1. Bacterial Diseases
Bacterial diseases can cause those cheery, colorful chrysanthemums to turn brown. For example, bacteria leaf spot starts with small, dark brown leaf spots that become large, irregular patches. You may notice symptoms on just one side of the plant. This disease spreads through splashing water, so you should avoid overhead watering. Chrysanthemum cuttings that have brown, decayed stems and brown leaf margins may have bacterial blight, even if the parent plant shows no symptoms. Destroy and dispose of infected cuttings and plants, and buy certified disease-free cuttings.
2. Fungus Diseases
Verticillium and fusarium wilts are fungus diseases that turn chrysanthemum leaves yellow or brown, beginning at the base of the plant. The best ways to control these soil-borne diseases are to destroy infected plants and buy certified disease-free chrysanthemums, states the Clemson University Cooperative Extension. Botrytis blight causes browning of chrysanthemum flowers, beginning with the lower petals. After the first sign of botrytis blight, spray the infected plant thoroughly with a solution of 3 teaspoons of mancozeb in 1 gallon of water, applying every seven to 10 days throughout the growing season.
3. Other Causes
Microscopic, worm-like foliar nematodes may be tiny, but they can kill a chrysanthemum plant. They live in fallen leaves and spread to chrysanthemums through rainwater. Symptoms include yellow-brown leaf spots that merge and lead to leaf and plant death. Remove infested plants and soil, and avoid wetting leaves when watering. If you see brown winding trails on chrysanthemum leaves, chrysanthemum leafminer larvae may be the cause. Prune infested plant parts and remove plant debris in the fall.

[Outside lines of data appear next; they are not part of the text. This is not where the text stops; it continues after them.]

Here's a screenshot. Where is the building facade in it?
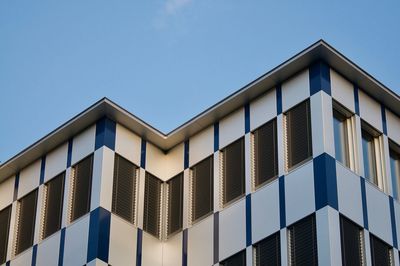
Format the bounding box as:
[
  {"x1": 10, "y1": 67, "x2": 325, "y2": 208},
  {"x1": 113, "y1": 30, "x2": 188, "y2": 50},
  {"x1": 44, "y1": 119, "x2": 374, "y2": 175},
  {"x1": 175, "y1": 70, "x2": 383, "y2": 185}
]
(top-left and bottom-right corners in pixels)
[{"x1": 0, "y1": 41, "x2": 400, "y2": 266}]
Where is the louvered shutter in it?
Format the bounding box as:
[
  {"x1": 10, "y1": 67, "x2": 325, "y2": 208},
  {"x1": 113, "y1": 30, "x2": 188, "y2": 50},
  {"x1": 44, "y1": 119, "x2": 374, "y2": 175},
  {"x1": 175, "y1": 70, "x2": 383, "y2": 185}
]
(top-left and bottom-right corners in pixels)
[
  {"x1": 42, "y1": 173, "x2": 64, "y2": 239},
  {"x1": 285, "y1": 100, "x2": 312, "y2": 169},
  {"x1": 112, "y1": 154, "x2": 138, "y2": 224},
  {"x1": 191, "y1": 156, "x2": 214, "y2": 221},
  {"x1": 370, "y1": 235, "x2": 393, "y2": 266},
  {"x1": 254, "y1": 232, "x2": 281, "y2": 266},
  {"x1": 223, "y1": 138, "x2": 245, "y2": 204},
  {"x1": 143, "y1": 173, "x2": 161, "y2": 238},
  {"x1": 289, "y1": 215, "x2": 318, "y2": 266},
  {"x1": 15, "y1": 190, "x2": 37, "y2": 255},
  {"x1": 71, "y1": 155, "x2": 93, "y2": 221},
  {"x1": 167, "y1": 174, "x2": 183, "y2": 235},
  {"x1": 340, "y1": 217, "x2": 364, "y2": 266},
  {"x1": 221, "y1": 250, "x2": 246, "y2": 266},
  {"x1": 0, "y1": 206, "x2": 11, "y2": 264},
  {"x1": 253, "y1": 119, "x2": 278, "y2": 187}
]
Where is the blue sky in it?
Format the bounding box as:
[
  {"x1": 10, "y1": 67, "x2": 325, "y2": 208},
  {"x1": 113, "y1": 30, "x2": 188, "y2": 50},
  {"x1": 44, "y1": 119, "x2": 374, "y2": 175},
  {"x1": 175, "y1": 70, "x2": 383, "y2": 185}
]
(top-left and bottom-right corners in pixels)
[{"x1": 0, "y1": 0, "x2": 400, "y2": 162}]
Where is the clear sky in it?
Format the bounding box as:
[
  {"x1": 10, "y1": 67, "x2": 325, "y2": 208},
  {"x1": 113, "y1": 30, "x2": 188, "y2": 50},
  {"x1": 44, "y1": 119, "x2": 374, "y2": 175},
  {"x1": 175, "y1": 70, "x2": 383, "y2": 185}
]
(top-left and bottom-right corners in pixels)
[{"x1": 0, "y1": 0, "x2": 400, "y2": 162}]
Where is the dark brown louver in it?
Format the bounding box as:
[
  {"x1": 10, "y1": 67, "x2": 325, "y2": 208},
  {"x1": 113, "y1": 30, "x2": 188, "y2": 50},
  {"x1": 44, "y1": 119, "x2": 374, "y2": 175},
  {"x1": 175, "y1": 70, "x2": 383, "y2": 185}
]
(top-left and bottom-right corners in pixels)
[
  {"x1": 15, "y1": 190, "x2": 37, "y2": 255},
  {"x1": 0, "y1": 205, "x2": 11, "y2": 264},
  {"x1": 71, "y1": 155, "x2": 93, "y2": 222},
  {"x1": 286, "y1": 100, "x2": 312, "y2": 169},
  {"x1": 223, "y1": 138, "x2": 245, "y2": 205},
  {"x1": 143, "y1": 173, "x2": 162, "y2": 238},
  {"x1": 112, "y1": 154, "x2": 137, "y2": 223},
  {"x1": 253, "y1": 119, "x2": 278, "y2": 187},
  {"x1": 254, "y1": 232, "x2": 281, "y2": 266},
  {"x1": 191, "y1": 156, "x2": 214, "y2": 222},
  {"x1": 340, "y1": 217, "x2": 364, "y2": 266},
  {"x1": 370, "y1": 234, "x2": 393, "y2": 266},
  {"x1": 220, "y1": 250, "x2": 246, "y2": 266},
  {"x1": 42, "y1": 173, "x2": 65, "y2": 239},
  {"x1": 288, "y1": 215, "x2": 318, "y2": 266},
  {"x1": 167, "y1": 174, "x2": 183, "y2": 235}
]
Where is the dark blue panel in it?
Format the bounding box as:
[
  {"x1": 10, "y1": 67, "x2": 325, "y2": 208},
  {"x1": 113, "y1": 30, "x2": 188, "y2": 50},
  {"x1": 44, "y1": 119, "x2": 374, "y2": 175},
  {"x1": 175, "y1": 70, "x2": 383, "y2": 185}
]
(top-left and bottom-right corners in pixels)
[
  {"x1": 381, "y1": 104, "x2": 387, "y2": 135},
  {"x1": 389, "y1": 196, "x2": 397, "y2": 248},
  {"x1": 94, "y1": 117, "x2": 116, "y2": 150},
  {"x1": 276, "y1": 84, "x2": 282, "y2": 115},
  {"x1": 87, "y1": 207, "x2": 111, "y2": 262},
  {"x1": 183, "y1": 140, "x2": 189, "y2": 169},
  {"x1": 136, "y1": 228, "x2": 143, "y2": 266},
  {"x1": 354, "y1": 85, "x2": 360, "y2": 115},
  {"x1": 67, "y1": 139, "x2": 73, "y2": 168},
  {"x1": 140, "y1": 139, "x2": 146, "y2": 169},
  {"x1": 244, "y1": 103, "x2": 250, "y2": 133},
  {"x1": 309, "y1": 61, "x2": 331, "y2": 95},
  {"x1": 279, "y1": 175, "x2": 286, "y2": 229},
  {"x1": 31, "y1": 244, "x2": 37, "y2": 266},
  {"x1": 246, "y1": 194, "x2": 252, "y2": 247},
  {"x1": 360, "y1": 176, "x2": 368, "y2": 230},
  {"x1": 314, "y1": 153, "x2": 339, "y2": 210},
  {"x1": 182, "y1": 229, "x2": 188, "y2": 266},
  {"x1": 39, "y1": 156, "x2": 46, "y2": 185},
  {"x1": 214, "y1": 212, "x2": 219, "y2": 264},
  {"x1": 13, "y1": 172, "x2": 19, "y2": 201},
  {"x1": 58, "y1": 228, "x2": 65, "y2": 266},
  {"x1": 214, "y1": 122, "x2": 219, "y2": 152}
]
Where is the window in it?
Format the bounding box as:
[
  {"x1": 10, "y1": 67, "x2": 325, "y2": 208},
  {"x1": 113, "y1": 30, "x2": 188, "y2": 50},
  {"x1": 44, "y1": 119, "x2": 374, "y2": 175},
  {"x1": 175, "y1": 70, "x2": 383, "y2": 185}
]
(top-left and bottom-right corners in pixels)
[
  {"x1": 143, "y1": 173, "x2": 162, "y2": 238},
  {"x1": 41, "y1": 173, "x2": 64, "y2": 239},
  {"x1": 0, "y1": 206, "x2": 11, "y2": 264},
  {"x1": 252, "y1": 119, "x2": 278, "y2": 188},
  {"x1": 283, "y1": 100, "x2": 312, "y2": 170},
  {"x1": 167, "y1": 174, "x2": 183, "y2": 236},
  {"x1": 361, "y1": 121, "x2": 385, "y2": 190},
  {"x1": 112, "y1": 154, "x2": 139, "y2": 224},
  {"x1": 254, "y1": 232, "x2": 281, "y2": 266},
  {"x1": 288, "y1": 215, "x2": 318, "y2": 266},
  {"x1": 220, "y1": 250, "x2": 246, "y2": 266},
  {"x1": 340, "y1": 216, "x2": 364, "y2": 266},
  {"x1": 220, "y1": 138, "x2": 245, "y2": 206},
  {"x1": 70, "y1": 155, "x2": 93, "y2": 222},
  {"x1": 389, "y1": 141, "x2": 400, "y2": 200},
  {"x1": 370, "y1": 234, "x2": 393, "y2": 266},
  {"x1": 15, "y1": 190, "x2": 37, "y2": 255},
  {"x1": 190, "y1": 156, "x2": 214, "y2": 222}
]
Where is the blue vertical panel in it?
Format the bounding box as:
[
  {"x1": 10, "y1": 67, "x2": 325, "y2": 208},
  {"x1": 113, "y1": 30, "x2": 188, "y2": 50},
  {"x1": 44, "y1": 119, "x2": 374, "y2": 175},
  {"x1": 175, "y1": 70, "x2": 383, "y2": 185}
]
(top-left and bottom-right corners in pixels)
[
  {"x1": 381, "y1": 104, "x2": 387, "y2": 135},
  {"x1": 389, "y1": 196, "x2": 397, "y2": 248},
  {"x1": 309, "y1": 61, "x2": 331, "y2": 95},
  {"x1": 67, "y1": 139, "x2": 73, "y2": 168},
  {"x1": 182, "y1": 229, "x2": 188, "y2": 266},
  {"x1": 136, "y1": 228, "x2": 143, "y2": 266},
  {"x1": 183, "y1": 140, "x2": 189, "y2": 169},
  {"x1": 244, "y1": 103, "x2": 250, "y2": 134},
  {"x1": 353, "y1": 85, "x2": 360, "y2": 116},
  {"x1": 58, "y1": 228, "x2": 65, "y2": 266},
  {"x1": 246, "y1": 194, "x2": 252, "y2": 247},
  {"x1": 313, "y1": 153, "x2": 339, "y2": 210},
  {"x1": 94, "y1": 117, "x2": 116, "y2": 150},
  {"x1": 13, "y1": 172, "x2": 19, "y2": 201},
  {"x1": 87, "y1": 207, "x2": 111, "y2": 262},
  {"x1": 214, "y1": 212, "x2": 219, "y2": 264},
  {"x1": 31, "y1": 244, "x2": 37, "y2": 266},
  {"x1": 276, "y1": 84, "x2": 282, "y2": 115},
  {"x1": 39, "y1": 155, "x2": 46, "y2": 185},
  {"x1": 140, "y1": 139, "x2": 146, "y2": 169},
  {"x1": 214, "y1": 122, "x2": 219, "y2": 152},
  {"x1": 279, "y1": 175, "x2": 286, "y2": 229},
  {"x1": 360, "y1": 176, "x2": 368, "y2": 230}
]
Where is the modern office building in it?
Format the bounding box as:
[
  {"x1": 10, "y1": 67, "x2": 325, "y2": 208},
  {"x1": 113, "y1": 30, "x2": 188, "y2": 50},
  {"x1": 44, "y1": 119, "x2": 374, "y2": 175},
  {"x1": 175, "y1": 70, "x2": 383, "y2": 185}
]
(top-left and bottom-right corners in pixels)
[{"x1": 0, "y1": 41, "x2": 400, "y2": 266}]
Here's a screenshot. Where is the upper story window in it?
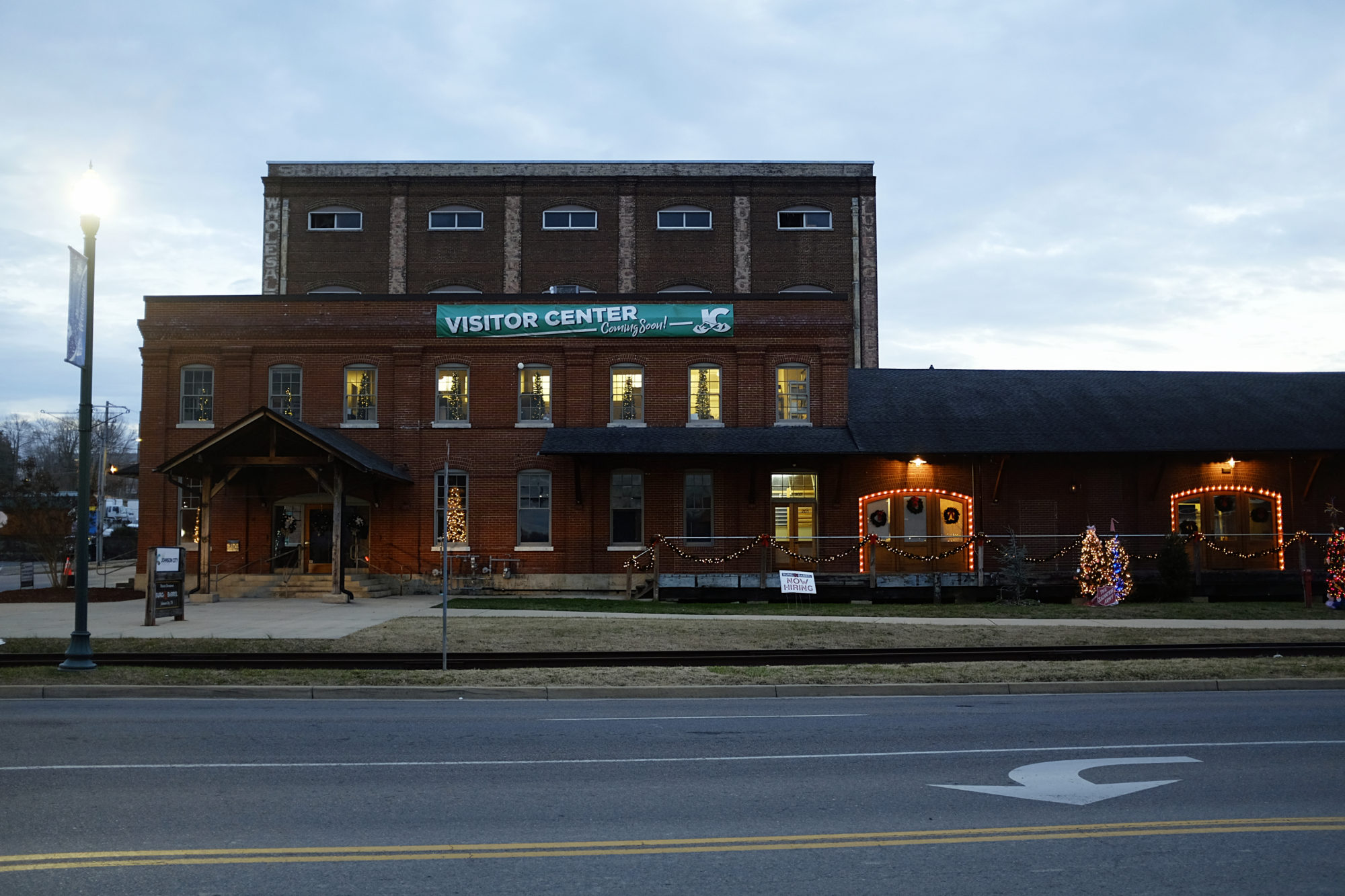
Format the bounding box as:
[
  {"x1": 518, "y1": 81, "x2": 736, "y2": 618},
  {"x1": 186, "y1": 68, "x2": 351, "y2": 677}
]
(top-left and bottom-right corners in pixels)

Chrysanthemums can cause skin irritation when touched and nausea and vomiting when eaten, so keep children and pets away from these plants. Wear long sleeves, long pants, shoes and socks, and chemical-proof gloves when you apply mancozeb to your chrysanthemums. If you are pregnant or nursing, you should ask someone else to apply mancozeb or any other pesticide and stay away from the treated area for at least 12 hours after treatment. Keep children and pets away from mancozeb-treated chrysanthemums for at least 12 hours after treatment, and keep pruning tools out of the reach of children.